Was KI gut kann — und was nicht
Aus dem Funktionsprinzip ergibt sich ein klares Stärkenprofil. Sprachmodelle glänzen überall dort, wo es um Sprache, Struktur und Muster geht und ein Mensch das Ergebnis anschließend beurteilt:
Schwach sind Sprachmodelle dagegen dort, wo es auf verifizierte Präzision ankommt und niemand das Ergebnis gegenprüft:
Die Faustregel lautet: KI ist ein Assistent, kein Orakel. Sie liefert Entwürfe und Vorschläge in Sekunden — die Beurteilung, Korrektur und Verantwortung bleiben bei Ihnen. Ein Vertriebsteam, das KI-Entwürfe für Angebotsanschreiben nutzt und jeden Entwurf vor dem Versand prüft, nutzt das Werkzeug genau richtig.
- Stark: erste Textentwürfe (E-Mails, Protokolle, Ankündigungen), Zusammenfassen und Strukturieren langer Dokumente, Übersetzen und Anpassen des Tons, Brainstorming und Formulierungsvarianten, Erkennen von Mustern in großen Text- oder Datenmengen
- Schwach: exakte Fakten ohne Quellenbeleg (Zahlen, Daten, Paragrafen, Zitate), aktuelle Ereignisse nach dem Trainingsstand, verbindliche Rechts-, Steuer- oder Medizinauskünfte, präzise Berechnungen und Konsistenz über sehr lange Dokumente
- Nie delegierbar: die Verantwortung — sie bleibt immer bei Ihnen und Ihrem Unternehmen
Ihr mentales Modell für den Arbeitsalltag
Fassen wir zusammen: KI ist weder Magie noch ein allwissendes Gegenüber, sondern ein statistisches Werkzeug, das aus Daten gelernte Muster fortschreibt.
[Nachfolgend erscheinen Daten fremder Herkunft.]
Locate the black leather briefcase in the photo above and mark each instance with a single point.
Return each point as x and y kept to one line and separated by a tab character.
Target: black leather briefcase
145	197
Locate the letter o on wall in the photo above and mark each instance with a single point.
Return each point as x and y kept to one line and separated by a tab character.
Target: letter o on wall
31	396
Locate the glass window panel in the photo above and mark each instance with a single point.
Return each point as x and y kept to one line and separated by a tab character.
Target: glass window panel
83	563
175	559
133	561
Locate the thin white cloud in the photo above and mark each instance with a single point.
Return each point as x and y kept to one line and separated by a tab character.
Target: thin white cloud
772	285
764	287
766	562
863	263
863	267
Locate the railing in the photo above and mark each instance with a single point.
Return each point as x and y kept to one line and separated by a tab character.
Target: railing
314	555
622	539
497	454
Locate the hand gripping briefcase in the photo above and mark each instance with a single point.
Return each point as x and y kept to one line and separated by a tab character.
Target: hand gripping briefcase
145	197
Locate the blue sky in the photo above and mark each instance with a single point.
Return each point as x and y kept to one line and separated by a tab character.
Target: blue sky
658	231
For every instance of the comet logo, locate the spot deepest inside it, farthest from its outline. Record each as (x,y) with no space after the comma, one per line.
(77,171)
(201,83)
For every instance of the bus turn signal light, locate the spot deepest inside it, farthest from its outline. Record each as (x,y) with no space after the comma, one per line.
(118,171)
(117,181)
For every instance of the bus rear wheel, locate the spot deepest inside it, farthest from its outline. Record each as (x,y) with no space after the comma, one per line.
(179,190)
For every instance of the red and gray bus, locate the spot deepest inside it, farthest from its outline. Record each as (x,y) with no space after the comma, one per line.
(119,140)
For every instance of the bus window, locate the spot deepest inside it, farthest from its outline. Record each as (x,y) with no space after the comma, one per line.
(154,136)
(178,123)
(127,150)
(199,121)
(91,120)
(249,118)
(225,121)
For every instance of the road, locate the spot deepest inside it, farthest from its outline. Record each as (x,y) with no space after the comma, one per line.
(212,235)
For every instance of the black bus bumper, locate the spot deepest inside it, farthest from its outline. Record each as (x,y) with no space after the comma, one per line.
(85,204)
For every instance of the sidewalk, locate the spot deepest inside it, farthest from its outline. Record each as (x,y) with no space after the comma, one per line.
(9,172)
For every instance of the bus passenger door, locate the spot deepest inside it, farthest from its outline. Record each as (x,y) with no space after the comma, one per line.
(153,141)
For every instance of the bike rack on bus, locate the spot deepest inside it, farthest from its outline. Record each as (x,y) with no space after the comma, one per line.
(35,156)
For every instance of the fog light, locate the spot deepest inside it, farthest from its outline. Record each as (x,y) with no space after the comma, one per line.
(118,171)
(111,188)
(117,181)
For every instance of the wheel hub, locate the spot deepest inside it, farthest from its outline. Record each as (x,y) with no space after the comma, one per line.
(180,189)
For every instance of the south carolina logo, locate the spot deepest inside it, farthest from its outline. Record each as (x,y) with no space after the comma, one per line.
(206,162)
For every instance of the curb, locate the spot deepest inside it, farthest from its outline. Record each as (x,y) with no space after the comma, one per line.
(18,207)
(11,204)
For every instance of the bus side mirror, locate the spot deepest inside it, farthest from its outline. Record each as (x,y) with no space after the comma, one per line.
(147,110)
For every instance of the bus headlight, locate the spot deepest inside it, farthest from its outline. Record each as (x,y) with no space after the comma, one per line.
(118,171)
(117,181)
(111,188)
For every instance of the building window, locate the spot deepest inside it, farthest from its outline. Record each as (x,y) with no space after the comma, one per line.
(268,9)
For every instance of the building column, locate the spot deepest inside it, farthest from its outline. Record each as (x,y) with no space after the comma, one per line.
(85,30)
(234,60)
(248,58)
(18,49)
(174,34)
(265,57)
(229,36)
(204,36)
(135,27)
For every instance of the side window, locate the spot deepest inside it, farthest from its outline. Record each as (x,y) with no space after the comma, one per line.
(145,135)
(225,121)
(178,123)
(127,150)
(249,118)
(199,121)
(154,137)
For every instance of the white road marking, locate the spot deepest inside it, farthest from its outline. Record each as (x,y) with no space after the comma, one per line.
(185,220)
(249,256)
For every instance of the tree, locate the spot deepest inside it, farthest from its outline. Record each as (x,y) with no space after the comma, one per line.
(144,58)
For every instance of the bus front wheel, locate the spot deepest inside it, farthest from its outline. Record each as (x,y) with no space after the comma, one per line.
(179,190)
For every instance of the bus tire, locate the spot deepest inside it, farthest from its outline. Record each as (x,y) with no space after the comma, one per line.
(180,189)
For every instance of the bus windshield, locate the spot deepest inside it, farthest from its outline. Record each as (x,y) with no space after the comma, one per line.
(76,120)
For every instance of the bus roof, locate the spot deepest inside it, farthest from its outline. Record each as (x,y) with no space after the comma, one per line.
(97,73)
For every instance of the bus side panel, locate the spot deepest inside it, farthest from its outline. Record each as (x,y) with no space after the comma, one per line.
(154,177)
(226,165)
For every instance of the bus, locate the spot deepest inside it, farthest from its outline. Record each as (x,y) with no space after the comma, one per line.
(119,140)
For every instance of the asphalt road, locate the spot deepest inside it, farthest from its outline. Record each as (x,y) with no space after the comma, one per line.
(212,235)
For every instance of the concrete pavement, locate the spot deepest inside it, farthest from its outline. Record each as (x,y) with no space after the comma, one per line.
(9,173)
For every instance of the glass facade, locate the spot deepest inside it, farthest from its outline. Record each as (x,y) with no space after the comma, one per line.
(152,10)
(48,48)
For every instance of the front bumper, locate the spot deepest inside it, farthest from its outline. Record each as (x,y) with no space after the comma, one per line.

Es formuliert beeindruckend, arbeitet schnell — und gibt keine Wahrheitsgarantie. Wer dieses Bild verinnerlicht hat, nutzt KI produktiv und sicher zugleich: mutig bei Entwürfen und Ideen, konsequent beim Prüfen von Fakten.
Auf diesem Fundament bauen die nächsten Lektionen auf: In Lektion 3 sehen Sie, wo dieses Werkzeug im Mittelstand echten Nutzen stiftet, in Lektion 4, welche Risiken es birgt und welche Regeln für den sicheren Einsatz gelten.